What Is The Safest Place To Invest Money?

A lot of people often ask me: What is the safest place to invest money? This question is problematic because there is no definitive answer for beginner stock market investing. Everyone wants a safe place to invest money, but in reality no such place exists. I’ll explain. To begin, what are the most common ways you can invest? Before I get to the safest places to invest money, let’s take a look at the possibilities. Usually people suggest the stock market, real estate, CDs, savings accounts, and the mattress as the safest places to invest money. But are these options really safe?

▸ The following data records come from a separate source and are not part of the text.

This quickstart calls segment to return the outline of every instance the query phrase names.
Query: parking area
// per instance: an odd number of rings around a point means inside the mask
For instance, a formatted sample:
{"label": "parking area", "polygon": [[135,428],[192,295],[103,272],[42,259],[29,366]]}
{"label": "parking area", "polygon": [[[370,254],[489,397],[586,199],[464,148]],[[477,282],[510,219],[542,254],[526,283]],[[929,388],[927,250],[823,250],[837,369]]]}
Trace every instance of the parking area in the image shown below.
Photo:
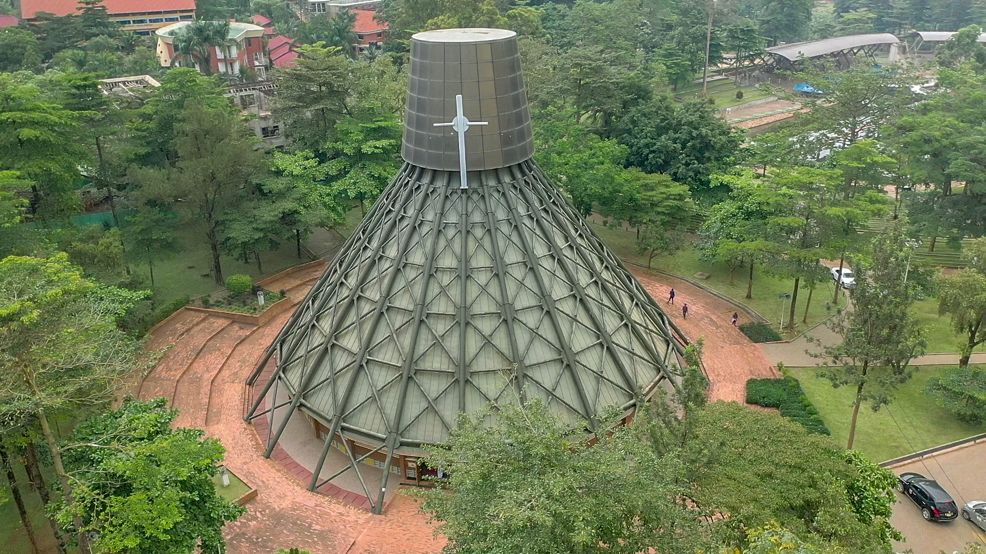
{"label": "parking area", "polygon": [[[971,500],[986,500],[986,442],[962,449],[925,456],[890,468],[897,475],[905,471],[935,479],[949,491],[959,509]],[[961,517],[944,523],[925,521],[921,511],[906,496],[896,493],[890,522],[907,539],[894,544],[894,550],[910,548],[914,554],[939,554],[942,551],[963,552],[970,542],[986,546],[986,532]]]}

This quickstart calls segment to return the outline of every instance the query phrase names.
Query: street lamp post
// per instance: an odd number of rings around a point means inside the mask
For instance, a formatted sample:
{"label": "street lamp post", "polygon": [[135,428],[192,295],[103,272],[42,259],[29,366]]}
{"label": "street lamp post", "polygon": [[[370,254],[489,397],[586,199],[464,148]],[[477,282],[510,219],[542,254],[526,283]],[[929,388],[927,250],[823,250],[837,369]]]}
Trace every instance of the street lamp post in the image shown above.
{"label": "street lamp post", "polygon": [[777,298],[781,299],[781,325],[780,325],[779,328],[783,329],[784,328],[784,312],[785,312],[784,308],[787,305],[788,301],[791,300],[791,294],[790,293],[781,293],[781,294],[777,295]]}

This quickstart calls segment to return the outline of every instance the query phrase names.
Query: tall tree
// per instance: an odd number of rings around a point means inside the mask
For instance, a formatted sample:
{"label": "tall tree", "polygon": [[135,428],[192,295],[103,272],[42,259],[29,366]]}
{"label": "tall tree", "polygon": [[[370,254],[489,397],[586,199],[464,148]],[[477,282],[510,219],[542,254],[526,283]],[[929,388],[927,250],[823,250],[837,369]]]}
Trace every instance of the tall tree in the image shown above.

I’ll start with the stock market. The stock market is a roller coaster of possibilities. Why the stock market is not be the safest place to invest money is that the market is nothing more than a place to buy pieces of paper which can represent anything from physical food products to foreign currency to company shares. Whatever those pieces of paper represent can be impacted by incidents that will lower or dissolve their value. If a company goes bankrupt, all it’s shares drop in value to nothing. If you bought ’shares’ of potatoes right before a hidden stash of billions of potatoes were discovered, the inventory would sky rocket and the demand plummet, which in turn would devalue your ’shares’ drastically. And so on. Many of the risks are usually rather small and can vary depending on the market type and investment. The point is that the market is probably not the safest place to invest money since it will ALWAYS suffer the risk of dropping the value of your investment because of some potentially unforeseen situation.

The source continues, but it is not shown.